Corentin : Il y a 7 ans, le Japon était frappé par une catastrophe sans précédent. Depuis, finalement peu de mangaka se sont emparés du sujet, qui pourtant continue de marquer les japonais aujourd’hui. Il y a évidemment quelques exceptions, et tu vas nous parler d’une d’entre elles, Thomas.
Thomas : Bonjour Corentin. Effectivement, comme tu viens de le dire, le 11 mars 2011, un séisme au large du Tohoku, dans le Nord-Est du Japon, allait provoquer de très importants dégâts dans la région de Fukushima. Le jour même, Thalassa, sur France 3, y consacrait une émission spéciale :
[Il est 14h46 au Japon, 7 heure moins le quart à Paris ce matin quand les bâtiments de la NHK à Sendai se mettent à trembler. Même scène de panique dans les bureaux de la préfecture. Plus de 2 minutes. L’estimation de 7,9 sur l’échelle de Richter est très vite revue à la hausse. Ce sera finalement 8,9, autrement dit le plus fort séisme que le Japon ait jamais vécu depuis la mise en place des outils de mesure il y a déjà 140 ans.]
Quelques minutes après le tremblement de terre, un tsunami allait déferler sur les côtes japonaises, causant des dégâts monstrueux, à commencer par la crise nucléaire de la centrale de Fukushima Daiichi. Aujourd’hui, on dénombre près de 16 000 morts, 2600 disparus, 6200 blessés et 139 000 réfugiés.
Corentin : Oui, on se souvient de ces images terribles. Pas très réjouissant en tout cas. Et donc, comment est-ce que la scène manga s’est emparé du sujet ?

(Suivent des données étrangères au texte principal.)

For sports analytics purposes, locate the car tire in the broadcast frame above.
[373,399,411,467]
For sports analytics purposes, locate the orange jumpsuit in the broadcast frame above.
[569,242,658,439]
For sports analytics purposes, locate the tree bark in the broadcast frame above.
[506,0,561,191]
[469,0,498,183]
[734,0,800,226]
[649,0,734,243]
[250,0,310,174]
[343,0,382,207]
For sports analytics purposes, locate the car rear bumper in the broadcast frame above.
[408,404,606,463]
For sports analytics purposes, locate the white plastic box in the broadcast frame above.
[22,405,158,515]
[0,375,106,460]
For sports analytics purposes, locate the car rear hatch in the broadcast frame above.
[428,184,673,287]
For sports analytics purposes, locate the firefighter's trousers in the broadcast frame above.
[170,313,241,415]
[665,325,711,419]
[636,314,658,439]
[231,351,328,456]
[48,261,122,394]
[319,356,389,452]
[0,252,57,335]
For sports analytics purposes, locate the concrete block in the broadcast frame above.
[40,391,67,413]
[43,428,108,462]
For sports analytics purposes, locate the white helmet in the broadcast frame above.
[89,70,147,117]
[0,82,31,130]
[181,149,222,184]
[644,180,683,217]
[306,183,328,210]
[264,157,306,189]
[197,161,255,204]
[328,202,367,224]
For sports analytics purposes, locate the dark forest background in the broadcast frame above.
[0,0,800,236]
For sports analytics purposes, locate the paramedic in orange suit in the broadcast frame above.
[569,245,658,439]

Thomas : Très vite, les mangaka ont publié des messages et dessins de soutien, certaines et certains consacrant mentionnent la catastrophe dans leur intrigue, voire dédient un chapitre de leurs histoires en cours à l’événement. Mais concrètement, peu se sont attaqués de front à la catastrophe et à son traitement politico-médiatique sur place. Parmi les titres publiés en France, on compte le très fouilli Colère Nucléaire de Takashi Imashiro, et Au coeur de Fukushima de Kazuto Tatsuta. Et évidemment, il y a le manga qui nous intéresse aujourd’hui.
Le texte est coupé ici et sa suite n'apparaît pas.